With consumer sentiment edging toward more sustainable ways of acting, important questions are starting to be asked by organisations about whether sustainable practices should be the norm for their wider supply chains. To gain further insight in the matter, consulting firm West Monroe Partners and the Supply and Value Chain Centre at Loyola University Chicago partnered to identify the current business sentiment toward greener supply chains.
The study involved 52 executives from company sizes ranging from $100 million to over $120 billion. The largest industry represented was consumer packaged goods (30%), followed by retail (12%), although there were respondents from most sectors. The information was further supplemented by data from BearingPoint, West Monroe Partners’ consulting partner in the EMEA region, which conducted similar surveys of both consumers (2014) and supply chain executives (2015) in Europe.
When respondents were asked whether having a green supply chain is a strategic priority in their organisation, 51% answered affirmatively. 22% answered that it will be in 1-3 years, while 8% said it would take 3-5 years before it became one. 12% said it was not a strategic priority.

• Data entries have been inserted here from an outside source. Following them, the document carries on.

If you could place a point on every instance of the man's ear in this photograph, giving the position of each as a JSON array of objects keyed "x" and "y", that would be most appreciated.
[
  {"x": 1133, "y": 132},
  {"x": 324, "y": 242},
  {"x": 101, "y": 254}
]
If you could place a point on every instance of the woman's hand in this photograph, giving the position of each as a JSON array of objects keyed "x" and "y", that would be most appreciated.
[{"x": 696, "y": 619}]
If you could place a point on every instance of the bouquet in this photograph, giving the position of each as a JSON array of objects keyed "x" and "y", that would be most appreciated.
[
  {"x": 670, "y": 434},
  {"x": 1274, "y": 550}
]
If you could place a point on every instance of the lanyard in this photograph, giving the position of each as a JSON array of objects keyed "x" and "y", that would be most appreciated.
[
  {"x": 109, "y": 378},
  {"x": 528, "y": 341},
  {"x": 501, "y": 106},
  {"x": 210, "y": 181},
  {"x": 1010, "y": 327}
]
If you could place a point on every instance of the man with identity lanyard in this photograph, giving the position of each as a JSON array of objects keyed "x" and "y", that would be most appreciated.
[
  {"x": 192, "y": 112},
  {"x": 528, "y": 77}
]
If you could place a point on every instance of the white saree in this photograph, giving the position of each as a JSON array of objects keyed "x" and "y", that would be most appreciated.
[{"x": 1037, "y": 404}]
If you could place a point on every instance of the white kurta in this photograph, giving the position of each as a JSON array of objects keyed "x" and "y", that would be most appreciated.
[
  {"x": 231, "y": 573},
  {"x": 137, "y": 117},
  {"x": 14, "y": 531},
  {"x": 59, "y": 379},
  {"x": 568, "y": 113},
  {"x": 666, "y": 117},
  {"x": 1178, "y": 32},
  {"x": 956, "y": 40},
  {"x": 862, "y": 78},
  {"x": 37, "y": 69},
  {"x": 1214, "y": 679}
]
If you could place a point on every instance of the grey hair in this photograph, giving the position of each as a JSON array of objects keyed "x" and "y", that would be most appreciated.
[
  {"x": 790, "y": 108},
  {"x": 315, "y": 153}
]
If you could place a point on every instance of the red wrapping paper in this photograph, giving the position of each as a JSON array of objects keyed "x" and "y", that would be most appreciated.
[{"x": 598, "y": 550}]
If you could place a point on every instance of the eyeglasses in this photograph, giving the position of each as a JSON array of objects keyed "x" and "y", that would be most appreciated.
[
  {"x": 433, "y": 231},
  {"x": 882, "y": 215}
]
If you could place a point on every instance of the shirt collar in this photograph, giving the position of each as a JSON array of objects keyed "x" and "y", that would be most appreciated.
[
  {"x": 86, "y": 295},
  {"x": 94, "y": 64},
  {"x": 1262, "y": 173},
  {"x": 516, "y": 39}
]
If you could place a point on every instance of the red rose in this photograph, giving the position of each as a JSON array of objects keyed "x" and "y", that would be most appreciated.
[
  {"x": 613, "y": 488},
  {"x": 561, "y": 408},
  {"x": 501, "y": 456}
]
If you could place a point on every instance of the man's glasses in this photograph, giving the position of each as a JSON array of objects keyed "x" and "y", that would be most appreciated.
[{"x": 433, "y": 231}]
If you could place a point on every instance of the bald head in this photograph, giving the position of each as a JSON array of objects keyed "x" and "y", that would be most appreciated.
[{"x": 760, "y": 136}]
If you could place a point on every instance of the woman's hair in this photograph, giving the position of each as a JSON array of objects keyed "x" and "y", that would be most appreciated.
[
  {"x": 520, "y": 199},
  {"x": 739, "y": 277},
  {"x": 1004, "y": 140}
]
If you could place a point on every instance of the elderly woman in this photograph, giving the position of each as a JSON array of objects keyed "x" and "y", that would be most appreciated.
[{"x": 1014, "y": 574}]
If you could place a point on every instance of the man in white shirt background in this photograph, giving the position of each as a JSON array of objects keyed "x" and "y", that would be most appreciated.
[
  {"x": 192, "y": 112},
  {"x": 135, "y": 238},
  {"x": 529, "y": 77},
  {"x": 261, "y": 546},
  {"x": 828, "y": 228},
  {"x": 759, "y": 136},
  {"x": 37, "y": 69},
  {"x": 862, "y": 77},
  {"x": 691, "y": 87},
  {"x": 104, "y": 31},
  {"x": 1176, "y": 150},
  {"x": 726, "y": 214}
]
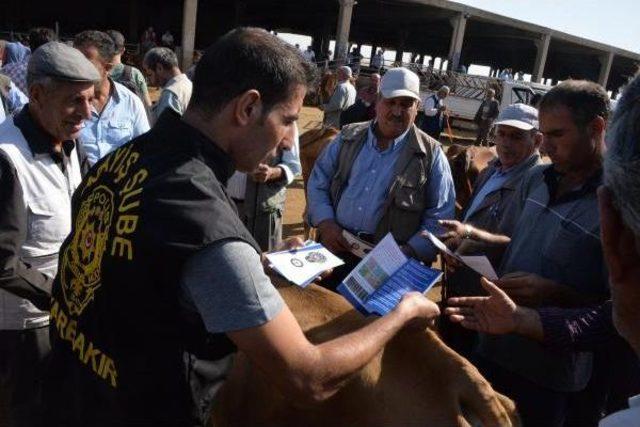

Respondents were also asked about what motivates them to undertake actions to move towards embracing a green supply chain. The most important reason cited by respondents is brand image improvement at almost 35%, followed by innovation in products or processes and then executive management decision. The attribute seen by the most respondents as least important is pressure from lobbyists, cited by 27% of respondents. This was followed by ‘other’ (24%), which includes risk control, customer expectations and consistency with corporate values.
Despite the fact that the motivations for implementing sustainability initiatives greatly vary, the study reveals that across the business community, sustainability can be a clear differentiator and source of competitive advantage, in addition to its other benefits. One case study the authors explore is a firm that has been able to improved its customer rating by approximately 25% through better sustainability in product management, while another company has been able to reduce carbon emissions by 15% – something that gave them an edge against competitors.
When asked whether, over the past three years, their organisation had intensified, reduced or stabilised their efforts in green supply chain, 56% said they have intensified their efforts. “Awareness and, more importantly, action are becoming commonplace and are increasing in both quantity and intensity,” write the researchers. 27% indicated they have either reduced or not implemented any green supply chain initiatives, however, of these respondents, only two indicated there are no plans to add any sustainability initiatives. Interestingly West Monroe Partners and Loyola University Chicago also find that sustainability commitment is not related to organisational size – several of the organisations that aren’t doing anything currently are multi-billion dollar companies.
Green design is also on the rise, the survey reveals. Almost 60% of respondents that answered acknowledge they have either rolled-out or are planning to execute a “green design” project. The primary focus was on products and packaging (tied for first), distribution/logistics, production processes, the entire supply chain life cycle and components/ingredients (tied).
“Based on our survey results, it appears very few companies are embracing sustainability initiatives in any meaningful way. Until regulations force action, many companies won’t be able to find resources and funding to make significant change,” conclude the authors.